Agora, se for candidata, ela terá que se acomodar nas alianças feitas com o PSB. O Campos aceitava mais do que ela o que chamam de velha política. Ela tem mais restrições. Só que o dono legal da chapa é o PSB. A Rede não é partido ainda."

Christiane Jalles
"É imensa a dificuldade de se fazer qualquer previsão. Como o PSB vai se articular internamente para apoiar Marina ou qualquer outro nome? O Campos vinha construindo a candidatura há tempos. O partido tem grandes lideranças regionais e estaduais, mas há outro nome para substitui-lo? O PSB pode até ter dificuldade em escolher a Marina, mas ela é conhecida nacionalmente e acaba sendo uma alternativa.

(Uma das questões é que) o PSB era o cabeça de chapa e pode não ser mais. Ainda que ela esteja no partido, sabemos que tem outras pretensões. É mais difícil que Marina se torne uma grande liderança no PSB."

Roberto Romano
"Será difícil encontrar um candidato para o partido e para a coligação que o apoiava. E essa morte vai fazer o Brasil voltar ao estágio anterior, no qual de um lado estavam os tucanos e do outro, os petistas.

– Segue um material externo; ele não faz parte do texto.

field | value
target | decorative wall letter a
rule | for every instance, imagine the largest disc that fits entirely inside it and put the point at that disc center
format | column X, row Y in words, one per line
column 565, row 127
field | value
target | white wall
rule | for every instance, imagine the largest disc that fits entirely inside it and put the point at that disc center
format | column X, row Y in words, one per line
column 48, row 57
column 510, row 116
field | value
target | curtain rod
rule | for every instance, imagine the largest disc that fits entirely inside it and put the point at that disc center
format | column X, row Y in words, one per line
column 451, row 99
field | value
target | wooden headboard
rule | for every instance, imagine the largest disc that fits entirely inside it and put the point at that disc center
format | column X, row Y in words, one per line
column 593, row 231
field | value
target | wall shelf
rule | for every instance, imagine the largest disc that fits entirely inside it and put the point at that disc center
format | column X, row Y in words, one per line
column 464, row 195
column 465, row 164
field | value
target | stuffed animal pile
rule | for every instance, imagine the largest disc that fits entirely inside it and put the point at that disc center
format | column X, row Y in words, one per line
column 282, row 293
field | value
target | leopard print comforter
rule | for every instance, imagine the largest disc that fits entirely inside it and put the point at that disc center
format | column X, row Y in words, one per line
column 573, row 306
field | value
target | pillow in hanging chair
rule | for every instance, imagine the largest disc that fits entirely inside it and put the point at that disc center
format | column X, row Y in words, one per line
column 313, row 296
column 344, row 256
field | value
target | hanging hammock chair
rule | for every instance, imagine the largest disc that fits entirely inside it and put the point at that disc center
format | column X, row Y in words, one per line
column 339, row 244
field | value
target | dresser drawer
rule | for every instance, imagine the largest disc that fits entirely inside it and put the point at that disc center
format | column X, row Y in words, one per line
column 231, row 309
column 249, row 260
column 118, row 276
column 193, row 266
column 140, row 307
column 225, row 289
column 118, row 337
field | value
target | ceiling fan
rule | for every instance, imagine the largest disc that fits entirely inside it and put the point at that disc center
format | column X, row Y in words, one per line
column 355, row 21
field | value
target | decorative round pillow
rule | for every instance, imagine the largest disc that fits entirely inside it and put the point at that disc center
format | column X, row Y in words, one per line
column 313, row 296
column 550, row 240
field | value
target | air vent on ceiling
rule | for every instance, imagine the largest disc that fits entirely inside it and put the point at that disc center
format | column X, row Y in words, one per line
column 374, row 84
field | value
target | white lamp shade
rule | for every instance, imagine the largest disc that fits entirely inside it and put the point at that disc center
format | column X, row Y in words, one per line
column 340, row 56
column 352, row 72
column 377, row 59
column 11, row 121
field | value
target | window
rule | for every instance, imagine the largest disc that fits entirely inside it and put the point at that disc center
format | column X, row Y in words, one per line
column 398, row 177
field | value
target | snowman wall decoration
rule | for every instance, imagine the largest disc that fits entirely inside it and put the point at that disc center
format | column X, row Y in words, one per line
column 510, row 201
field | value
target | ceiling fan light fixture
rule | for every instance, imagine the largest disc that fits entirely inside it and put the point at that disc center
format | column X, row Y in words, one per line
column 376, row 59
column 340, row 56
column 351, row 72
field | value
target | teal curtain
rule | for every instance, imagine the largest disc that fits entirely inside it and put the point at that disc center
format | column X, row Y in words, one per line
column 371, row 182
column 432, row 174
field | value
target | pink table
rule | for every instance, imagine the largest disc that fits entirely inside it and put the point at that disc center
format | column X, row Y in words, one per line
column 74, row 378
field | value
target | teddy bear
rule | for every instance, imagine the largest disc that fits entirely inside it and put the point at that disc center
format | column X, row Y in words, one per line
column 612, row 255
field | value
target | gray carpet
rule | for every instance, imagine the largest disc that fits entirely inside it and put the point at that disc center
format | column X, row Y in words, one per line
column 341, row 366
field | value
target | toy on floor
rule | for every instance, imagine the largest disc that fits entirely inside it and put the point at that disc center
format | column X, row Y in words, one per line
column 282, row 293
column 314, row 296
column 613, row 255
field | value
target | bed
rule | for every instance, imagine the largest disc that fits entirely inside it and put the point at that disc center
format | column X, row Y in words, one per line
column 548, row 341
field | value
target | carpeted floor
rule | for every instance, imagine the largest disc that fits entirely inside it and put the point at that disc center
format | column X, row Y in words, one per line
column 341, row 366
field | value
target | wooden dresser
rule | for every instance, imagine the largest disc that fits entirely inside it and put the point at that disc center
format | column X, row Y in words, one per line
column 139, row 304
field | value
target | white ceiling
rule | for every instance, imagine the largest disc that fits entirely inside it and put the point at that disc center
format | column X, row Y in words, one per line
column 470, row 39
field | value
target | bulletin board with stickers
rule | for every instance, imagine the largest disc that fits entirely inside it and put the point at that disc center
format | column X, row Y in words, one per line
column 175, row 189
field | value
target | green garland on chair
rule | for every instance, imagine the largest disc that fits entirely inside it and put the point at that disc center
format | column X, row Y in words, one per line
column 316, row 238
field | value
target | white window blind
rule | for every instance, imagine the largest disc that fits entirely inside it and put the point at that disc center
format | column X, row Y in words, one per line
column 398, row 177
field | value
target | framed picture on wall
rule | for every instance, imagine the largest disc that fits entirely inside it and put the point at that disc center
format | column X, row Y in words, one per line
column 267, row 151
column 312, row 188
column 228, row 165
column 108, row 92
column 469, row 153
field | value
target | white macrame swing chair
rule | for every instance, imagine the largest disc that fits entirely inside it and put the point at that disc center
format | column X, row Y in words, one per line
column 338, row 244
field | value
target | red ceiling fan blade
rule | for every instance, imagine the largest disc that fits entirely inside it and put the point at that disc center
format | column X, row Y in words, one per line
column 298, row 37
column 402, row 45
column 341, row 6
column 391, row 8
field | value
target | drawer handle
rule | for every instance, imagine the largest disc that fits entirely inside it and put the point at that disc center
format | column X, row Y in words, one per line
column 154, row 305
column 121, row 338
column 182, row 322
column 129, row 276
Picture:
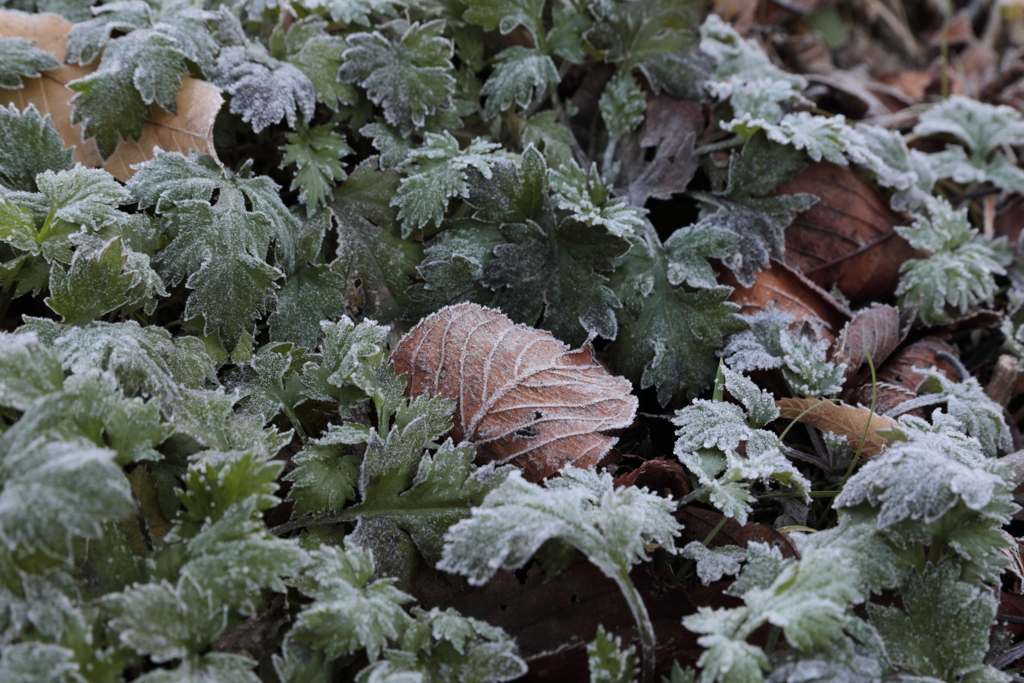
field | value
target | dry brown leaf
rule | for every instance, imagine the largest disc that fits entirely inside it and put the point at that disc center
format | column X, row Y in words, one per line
column 523, row 396
column 841, row 419
column 877, row 332
column 189, row 129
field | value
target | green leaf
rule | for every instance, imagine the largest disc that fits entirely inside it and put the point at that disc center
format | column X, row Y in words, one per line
column 609, row 525
column 33, row 662
column 18, row 58
column 369, row 248
column 434, row 173
column 410, row 499
column 590, row 201
column 29, row 145
column 145, row 360
column 650, row 35
column 622, row 105
column 311, row 295
column 53, row 491
column 215, row 483
column 326, row 474
column 667, row 336
column 166, row 621
column 520, row 76
column 942, row 630
column 237, row 558
column 263, row 90
column 410, row 78
column 94, row 285
column 29, row 370
column 316, row 155
column 607, row 662
column 348, row 612
column 983, row 127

A presença de Campos quebrava esse circuito.

Não sei se o PSB vai apresentar Marina. Se isso acontecer, ela tende a recolher votos. Em relação ao eleitorado, uma parcela considerável fica com ela. Mas uma parte mais conservadora deve seguir para o Aécio. Poucas seriam as chances de os eleitores de esquerda ou mais conservadores votarem na Dilma."

Antonio C. Mazzeo
"Se o PSB mantiver a lógica, Marina é a candidata. Se for assim, o partido pode dar um salto, já que ela tem mais penetração nacional e pode ter um aporte maior nas intenções de voto. No entanto, Marina pode disputar votos com Aécio, e os indecisos podem olhar para outros candidatos mais à esquerda. A candidatura dela poderia, então, diminuir a chance de um segundo turno.

Mas se não é Marina a candidata, quem é?"

Luiz J. Werneck Vianna
"O Campos representava, ao menos no Nordeste, uma atração sobre o voto, porque, do jeito que as coisas estão indo, os votos em branco e nulos serão muito fortes. Sem ele, as coisas no Nordeste ficam mais complicadas.

Quem conseguia se comunicar bem com a Marina era o Campos. É uma ferida muito funda no PSB. Além do mais, ele era o presidente do partido. Não sei como eles vão se erguer desse baque. Vão procurar, mas não há soluções claras à vista.

Vai haver migração para dentro e para fora. Muitos virão para a Marina (se ela for a candidata) e outros sairão por causa dela."

Marcelo Simas 
"O PSB sabe que essa aliança com Marina tem certo grau de artificialismo, não é uma aliança histórica. Ela foi para o PSB por conta da dificuldade de fundar a Rede. Depois das eleições, imaginamos que iria fundar seu partido, já que tem proposta programática muito definida. (Nesse quadro) é difícil prever se o PSB vai anunciar a candidatura dela à Presidência. Mas, dentro do partido, eu não vejo um candidato para esta eleição".